Pret and transport meet: breakfast being delivered to a chartered train carriage at Victoria last year. Photo: Luxury Train Club

Pret and transport meet: breakfast being delivered to a chartered train carriage at Victoria last year. Photo: Luxury Train Club

Sticks:

  1. There’s an expectation you’ll do well. Anyone doing badly is immediately managed out – whether in store or in head office

  2. What good looks like is entirely transparent. E.g. ‘three strikes and you’re out’ for lateness

  3. The scary flip side to the mystery shopping bonus: as you’ll remember, if the store achieves greater than the average, then everyone in the store recieves a £1 bonus (even if they weren’t involved in the mystery shop). But if the store gets below average, then no-one gets the bonus and everyone is told which named individuals missed targets.

The hospitality industry pays low and has high turnover. Pret’s no different. But their approach ensures that the people who stay are the ones they want. By the time someone gets to store manager, the turnover rate is just 6% and the typical service in head office is 7-15 years. 

How they make it work:

No franchising, no subcontracting. They employ their own people, make their own sandwiches, employ their own maintenance teams. Therefore ensuring their culture of excellence permeates the whole customer experience. They don’t have a separate customer service team from operations as they regard them as the same thing.
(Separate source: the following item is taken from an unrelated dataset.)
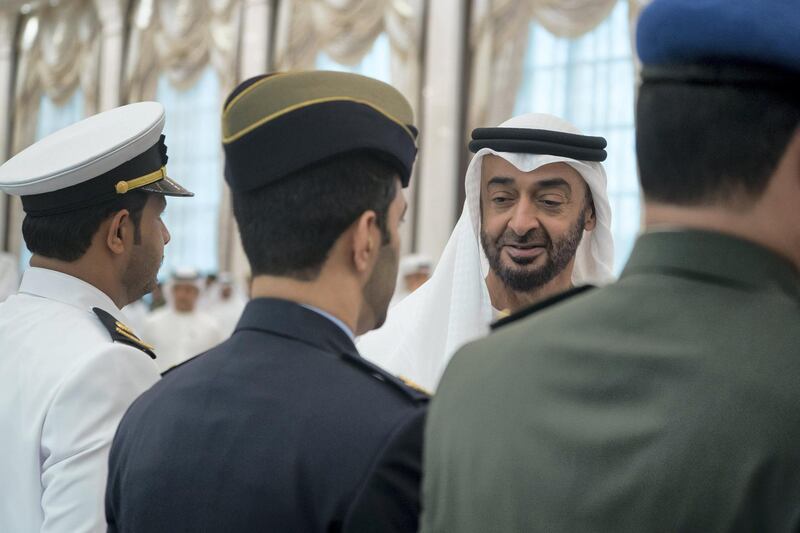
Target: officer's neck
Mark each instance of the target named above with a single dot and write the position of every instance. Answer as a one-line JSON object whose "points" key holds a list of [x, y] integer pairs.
{"points": [[90, 269], [339, 297]]}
Walking round Pret stores with Clive Schlee was fascinating: he was intolerant of the smallest issues (litter where it shouldn’t be, lighting not working) but genuinely interested to hear what his staff had to say. 

When Clive Schlee says Pret runs like the army, you start to see what he means. Deeply cohesive teams. A culture of high expectations. An intolerance of low standards. Command and control on standards but a willingness to allow individual decision making when appropriate. 

I’m not naive. Obviously, Pret’s culture is unique and was formed in a business founded in 1986, not in public services with histories going back centuries. But, equally, the role of the private sector in transport is being questioned more now than for decades. If the private sector is to have a role, shouldn’t it be to bring in innovative ideas such as these? While it may feel a million miles away from where we are now, we won’t get there if we don’t start. 

Tomorrow I’ll talk about some of my experiences trying to learn these lessons in Snap.

What do you think? Could bus driving have a 10-stage career path? Could carrot-and-stick drive up service standards while rewarding the high performers? Or is this approach naive or even immoral?